In [1]:
import tensorflow as tf
import tensorflow_io
from tensorflow import keras
import tensorboard
import pandas as pd
import numpy as np
import datetime
import tweets_classifier

2024-01-05 19:17:49.846999: I tensorflow/tsl/cuda/cudart_stub.cc:28] Could not find cuda drivers on your machine, GPU will not be used.
2024-01-05 19:17:49.889437: E tensorflow/compiler/xla/stream_executor/cuda/cuda_dnn.cc:9342] Unable to register cuDNN factory: Attempting to register factory for plugin cuDNN when one has already been registered
2024-01-05 19:17:49.889497: E tensorflow/compiler/xla/stream_executor/cuda/cuda_fft.cc:609] Unable to register cuFFT factory: Attempting to register factory for plugin cuFFT when one has already been registered
2024-01-05 19:17:49.889535: E tensorflow/compiler/xla/stream_executor/cuda/cuda_blas.cc:1518] Unable to register cuBLAS factory: Attempting to register factory for plugin cuBLAS when one has already been registered
2024-01-05 19:17:49.898771: I tensorflow/tsl/cuda/cudart_stub.cc:28] Could not find cuda drivers on your machine, GPU will not be used.
2024-01-05 19:17:49.899340: I tensorflow/core/platform/cpu_feature_guard.cc:182] This Tens

### Define constants

In [17]:
DATA_DIR = "../../Datasets/disaster_tweets"
CHECKPOINT_DIR = "./tweets_classifier/checkpoints"
BATCH = 32
SHUFFLE_SEED = 42

### Define functions

In [18]:
def load_data(preproc: bool = 1):
    # load preprocessed data from parquet
    if preproc:
        train_data = pd.read_parquet(f"{DATA_DIR}/train_preprocessed.parquet")
        test_data = pd.read_parquet(f"{DATA_DIR}/test_preprocessed.parquet")
    else:
    # load unpreprocessed data from csvs
        train_data = [pd.read_csv(f"{DATA_DIR}/train.csv", index_col = 0), pd.read_csv(f"{DATA_DIR}/train2.csv")[["keyword","location","text","choose_one"]]]
        test_data = pd.read_csv(f"{DATA_DIR}/test.csv", index_col = 0)
    return train_data, test_data

def preprocess_and_save():
    train_data, test_data = load_data(preproc = 0)
    
    train_data[1].rename(columns = {"choose_one": "target"}, inplace = True)
    train_data[1]["target"] = (train_data[1]["target"] == "Relevant").astype("int")

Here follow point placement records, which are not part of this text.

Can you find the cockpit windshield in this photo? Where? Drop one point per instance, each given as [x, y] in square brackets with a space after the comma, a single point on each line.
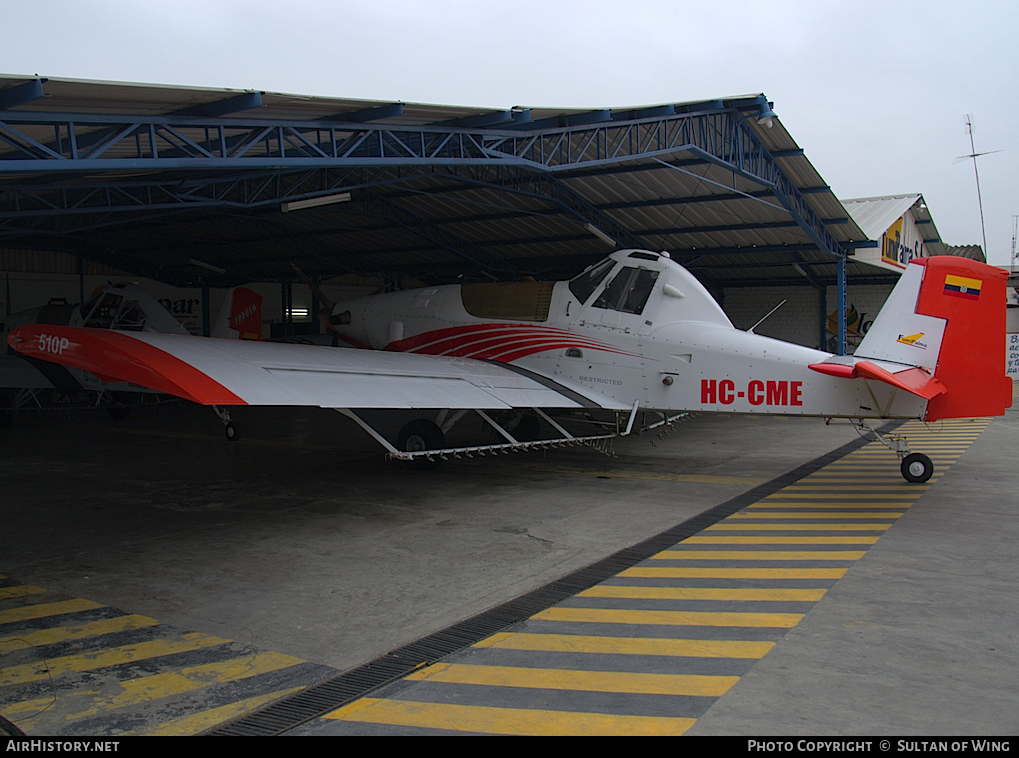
[583, 286]
[628, 291]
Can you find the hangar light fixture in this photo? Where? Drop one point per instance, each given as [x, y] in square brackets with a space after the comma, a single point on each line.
[313, 202]
[209, 266]
[600, 234]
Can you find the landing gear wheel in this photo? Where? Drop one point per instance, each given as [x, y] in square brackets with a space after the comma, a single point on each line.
[529, 429]
[916, 468]
[421, 435]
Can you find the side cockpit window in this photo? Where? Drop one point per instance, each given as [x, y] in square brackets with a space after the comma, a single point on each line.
[628, 291]
[583, 286]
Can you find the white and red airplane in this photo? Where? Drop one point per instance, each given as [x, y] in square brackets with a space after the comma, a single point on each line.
[635, 332]
[121, 307]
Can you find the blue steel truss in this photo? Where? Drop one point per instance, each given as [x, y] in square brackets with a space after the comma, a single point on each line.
[194, 156]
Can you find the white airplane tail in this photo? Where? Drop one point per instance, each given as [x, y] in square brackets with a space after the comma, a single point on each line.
[240, 316]
[947, 316]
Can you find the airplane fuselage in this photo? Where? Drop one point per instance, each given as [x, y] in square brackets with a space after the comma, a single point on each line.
[643, 329]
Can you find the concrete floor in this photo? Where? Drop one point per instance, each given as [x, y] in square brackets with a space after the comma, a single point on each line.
[301, 539]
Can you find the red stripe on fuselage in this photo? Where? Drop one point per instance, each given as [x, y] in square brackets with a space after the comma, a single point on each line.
[492, 340]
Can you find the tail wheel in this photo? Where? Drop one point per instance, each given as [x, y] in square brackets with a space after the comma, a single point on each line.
[916, 468]
[6, 412]
[421, 435]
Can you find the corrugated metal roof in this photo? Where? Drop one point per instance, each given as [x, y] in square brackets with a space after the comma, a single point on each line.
[875, 215]
[725, 226]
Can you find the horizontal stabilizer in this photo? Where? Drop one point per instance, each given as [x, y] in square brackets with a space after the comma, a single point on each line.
[914, 380]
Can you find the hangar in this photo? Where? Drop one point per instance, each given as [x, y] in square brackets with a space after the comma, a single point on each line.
[207, 188]
[200, 190]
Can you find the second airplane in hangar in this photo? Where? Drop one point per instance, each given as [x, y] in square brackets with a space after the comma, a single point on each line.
[635, 332]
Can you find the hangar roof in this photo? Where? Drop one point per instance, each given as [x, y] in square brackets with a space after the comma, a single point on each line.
[875, 215]
[206, 185]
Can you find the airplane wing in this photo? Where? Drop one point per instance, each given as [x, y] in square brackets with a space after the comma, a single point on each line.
[221, 372]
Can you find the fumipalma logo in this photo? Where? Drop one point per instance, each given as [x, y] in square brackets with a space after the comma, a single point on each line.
[244, 315]
[913, 339]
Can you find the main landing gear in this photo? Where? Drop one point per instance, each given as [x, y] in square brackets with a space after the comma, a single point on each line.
[422, 443]
[231, 432]
[915, 467]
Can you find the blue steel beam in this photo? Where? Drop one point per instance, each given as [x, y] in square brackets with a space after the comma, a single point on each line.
[719, 137]
[222, 107]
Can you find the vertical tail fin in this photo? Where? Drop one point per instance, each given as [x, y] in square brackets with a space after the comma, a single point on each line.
[947, 315]
[971, 364]
[240, 316]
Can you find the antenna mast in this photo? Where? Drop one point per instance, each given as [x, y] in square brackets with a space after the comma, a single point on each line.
[974, 155]
[1015, 228]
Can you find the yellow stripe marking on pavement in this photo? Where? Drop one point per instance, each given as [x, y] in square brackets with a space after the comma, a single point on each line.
[627, 645]
[734, 573]
[522, 721]
[111, 656]
[668, 617]
[691, 685]
[63, 634]
[704, 593]
[817, 515]
[799, 527]
[759, 555]
[827, 505]
[42, 610]
[145, 689]
[825, 540]
[783, 495]
[19, 591]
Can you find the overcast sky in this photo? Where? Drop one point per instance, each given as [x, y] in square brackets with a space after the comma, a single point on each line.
[876, 93]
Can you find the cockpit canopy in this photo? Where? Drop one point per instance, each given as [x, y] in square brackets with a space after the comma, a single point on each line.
[626, 281]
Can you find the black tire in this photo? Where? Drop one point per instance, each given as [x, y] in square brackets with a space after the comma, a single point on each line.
[529, 429]
[6, 412]
[421, 435]
[916, 468]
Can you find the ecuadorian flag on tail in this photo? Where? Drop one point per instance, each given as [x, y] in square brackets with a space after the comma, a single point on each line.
[962, 286]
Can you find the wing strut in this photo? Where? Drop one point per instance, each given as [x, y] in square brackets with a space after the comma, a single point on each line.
[600, 442]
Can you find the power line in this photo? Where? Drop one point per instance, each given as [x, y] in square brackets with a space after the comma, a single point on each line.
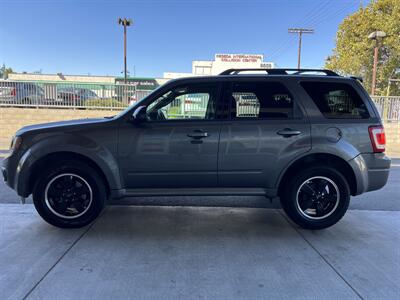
[300, 32]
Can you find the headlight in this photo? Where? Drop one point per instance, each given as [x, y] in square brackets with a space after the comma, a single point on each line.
[15, 143]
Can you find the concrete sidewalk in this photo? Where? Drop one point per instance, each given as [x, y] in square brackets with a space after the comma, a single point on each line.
[198, 253]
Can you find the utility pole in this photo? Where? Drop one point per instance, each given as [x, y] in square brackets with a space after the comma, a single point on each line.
[300, 32]
[125, 22]
[376, 36]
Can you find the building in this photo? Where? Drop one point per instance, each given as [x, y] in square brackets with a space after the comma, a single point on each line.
[223, 62]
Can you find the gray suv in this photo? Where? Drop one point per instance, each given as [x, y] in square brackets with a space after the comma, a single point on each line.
[310, 137]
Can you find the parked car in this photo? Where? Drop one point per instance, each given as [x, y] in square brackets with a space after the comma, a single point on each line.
[14, 92]
[75, 96]
[294, 144]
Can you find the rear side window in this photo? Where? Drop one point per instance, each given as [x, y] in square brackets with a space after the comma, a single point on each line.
[336, 100]
[260, 100]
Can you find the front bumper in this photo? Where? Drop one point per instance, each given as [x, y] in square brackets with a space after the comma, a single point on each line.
[371, 170]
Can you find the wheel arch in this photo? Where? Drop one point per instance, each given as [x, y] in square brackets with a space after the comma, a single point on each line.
[47, 159]
[320, 159]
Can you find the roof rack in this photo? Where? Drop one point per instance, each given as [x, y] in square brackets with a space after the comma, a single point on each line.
[280, 71]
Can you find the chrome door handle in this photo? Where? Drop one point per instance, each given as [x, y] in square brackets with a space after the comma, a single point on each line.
[198, 134]
[287, 132]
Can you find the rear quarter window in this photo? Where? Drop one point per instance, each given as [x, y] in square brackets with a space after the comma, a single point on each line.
[336, 100]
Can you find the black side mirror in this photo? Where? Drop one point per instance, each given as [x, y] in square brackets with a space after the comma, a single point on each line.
[139, 115]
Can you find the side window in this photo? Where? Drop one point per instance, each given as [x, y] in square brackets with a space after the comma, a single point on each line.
[260, 100]
[336, 100]
[186, 102]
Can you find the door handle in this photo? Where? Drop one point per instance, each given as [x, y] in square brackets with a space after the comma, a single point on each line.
[198, 134]
[287, 132]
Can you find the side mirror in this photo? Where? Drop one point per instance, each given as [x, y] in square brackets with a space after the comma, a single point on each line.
[139, 115]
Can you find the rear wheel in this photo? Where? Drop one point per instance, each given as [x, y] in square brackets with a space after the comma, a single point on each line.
[71, 194]
[316, 198]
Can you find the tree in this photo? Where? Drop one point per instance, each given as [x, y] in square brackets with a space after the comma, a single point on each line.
[353, 54]
[5, 71]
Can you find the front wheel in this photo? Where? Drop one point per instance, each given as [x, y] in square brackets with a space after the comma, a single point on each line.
[71, 194]
[316, 198]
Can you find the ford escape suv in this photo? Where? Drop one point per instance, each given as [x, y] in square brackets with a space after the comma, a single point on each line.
[310, 137]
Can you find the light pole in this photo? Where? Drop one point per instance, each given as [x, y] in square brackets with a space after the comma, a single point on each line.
[377, 36]
[300, 31]
[125, 22]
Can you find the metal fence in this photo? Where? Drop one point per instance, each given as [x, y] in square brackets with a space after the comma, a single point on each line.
[119, 96]
[69, 95]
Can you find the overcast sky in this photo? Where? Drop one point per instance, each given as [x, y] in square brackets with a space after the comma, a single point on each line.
[81, 37]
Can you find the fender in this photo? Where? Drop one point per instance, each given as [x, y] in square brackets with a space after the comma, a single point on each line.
[72, 143]
[341, 149]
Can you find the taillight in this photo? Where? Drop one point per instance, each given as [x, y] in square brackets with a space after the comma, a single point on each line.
[378, 138]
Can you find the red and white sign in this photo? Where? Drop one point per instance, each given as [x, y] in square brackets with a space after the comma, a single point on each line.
[243, 58]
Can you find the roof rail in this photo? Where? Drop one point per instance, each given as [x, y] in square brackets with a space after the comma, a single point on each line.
[280, 71]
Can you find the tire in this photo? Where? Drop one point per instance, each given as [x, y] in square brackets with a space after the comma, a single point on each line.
[69, 194]
[316, 198]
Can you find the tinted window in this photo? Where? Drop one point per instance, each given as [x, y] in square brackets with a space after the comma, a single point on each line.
[336, 100]
[186, 102]
[262, 100]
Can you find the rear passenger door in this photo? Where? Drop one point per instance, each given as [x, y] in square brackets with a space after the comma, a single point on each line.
[265, 130]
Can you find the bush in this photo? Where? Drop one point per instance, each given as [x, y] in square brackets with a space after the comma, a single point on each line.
[104, 103]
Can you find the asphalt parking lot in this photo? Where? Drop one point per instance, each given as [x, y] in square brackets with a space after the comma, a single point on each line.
[157, 249]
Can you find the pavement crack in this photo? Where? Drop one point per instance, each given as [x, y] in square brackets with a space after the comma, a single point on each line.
[320, 255]
[61, 257]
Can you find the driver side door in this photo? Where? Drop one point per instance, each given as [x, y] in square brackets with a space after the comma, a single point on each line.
[177, 146]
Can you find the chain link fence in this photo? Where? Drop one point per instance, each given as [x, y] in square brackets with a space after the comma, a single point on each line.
[69, 95]
[119, 96]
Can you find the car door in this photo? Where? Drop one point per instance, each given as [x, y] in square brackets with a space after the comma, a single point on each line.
[177, 146]
[266, 129]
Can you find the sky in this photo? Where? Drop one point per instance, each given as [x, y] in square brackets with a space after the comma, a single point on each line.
[83, 37]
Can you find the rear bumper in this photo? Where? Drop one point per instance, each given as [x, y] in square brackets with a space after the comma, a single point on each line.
[371, 170]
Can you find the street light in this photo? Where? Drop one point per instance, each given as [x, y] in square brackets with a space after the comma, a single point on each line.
[377, 36]
[125, 22]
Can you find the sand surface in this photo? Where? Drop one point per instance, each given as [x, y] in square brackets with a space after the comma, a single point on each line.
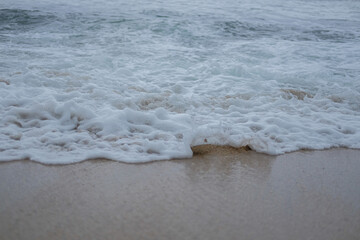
[219, 194]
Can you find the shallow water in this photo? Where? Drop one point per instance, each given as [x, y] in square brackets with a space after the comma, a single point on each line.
[147, 80]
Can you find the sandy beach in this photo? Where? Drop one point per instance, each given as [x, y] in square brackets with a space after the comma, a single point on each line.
[218, 194]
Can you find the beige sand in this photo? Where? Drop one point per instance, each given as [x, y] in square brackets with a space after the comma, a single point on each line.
[227, 194]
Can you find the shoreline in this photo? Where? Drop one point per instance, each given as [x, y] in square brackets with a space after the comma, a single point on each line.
[219, 194]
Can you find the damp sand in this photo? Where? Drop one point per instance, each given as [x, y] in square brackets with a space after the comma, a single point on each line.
[221, 193]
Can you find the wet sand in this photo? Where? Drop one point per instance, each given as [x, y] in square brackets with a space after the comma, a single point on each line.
[218, 194]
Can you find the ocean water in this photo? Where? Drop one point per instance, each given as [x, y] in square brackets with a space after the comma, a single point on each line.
[142, 80]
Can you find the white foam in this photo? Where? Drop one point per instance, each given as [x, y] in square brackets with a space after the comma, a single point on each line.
[144, 82]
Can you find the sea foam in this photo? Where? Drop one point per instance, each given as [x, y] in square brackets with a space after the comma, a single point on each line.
[148, 81]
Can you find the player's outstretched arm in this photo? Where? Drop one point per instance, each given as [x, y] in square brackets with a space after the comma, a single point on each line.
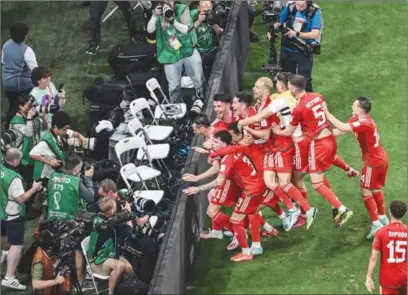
[343, 127]
[371, 266]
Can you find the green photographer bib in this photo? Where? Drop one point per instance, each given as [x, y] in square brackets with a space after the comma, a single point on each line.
[28, 142]
[173, 45]
[64, 202]
[49, 139]
[7, 177]
[206, 37]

    train_data = pd.concat([train_data[0], train_data[1]], axis = 0)

    train_data.fillna("0", inplace = True)
    test_data.fillna("0", inplace = True)

    train_data.to_parquet(f"{DATA_DIR}/train_preprocessed.parquet")
    test_data.to_parquet(f"{DATA_DIR}/test_preprocessed.parquet")

    return train_data, test_data 

### Load data

In [19]:
# train_data, test_data = preprocess_and_save()
# train_data, test_data = load_data(preproc = 0)
train_data, test_data = load_data(preproc = 1)

### Vectorize processed data

In [20]:
train_data_tf = tf.data.Dataset.from_tensor_slices((train_data["keyword"] + train_data["location"] + train_data["text"], train_data["target"])).shuffle(SHUFFLE_SEED).batch(BATCH)
test_data_tf = tf.data.Dataset.from_tensor_slices((test_data["keyword"] + test_data["location"] + test_data["text"])).batch(BATCH)

text_vect = keras.layers.TextVectorization(
    max_tokens = 20_000,
    output_mode = "int",
    output_sequence_length = 165
)
text_vect.adapt(train_data_tf.map(lambda txt, trgt: txt))

train_data_tf_vec = train_data_tf.map(lambda txt, trgt: (text_vect(txt), trgt), num_parallel_calls=tf.data.AUTOTUNE)

test_data_tf_vec = test_data_tf.map(lambda txt: text_vect(txt), num_parallel_calls=tf.data.AUTOTUNE)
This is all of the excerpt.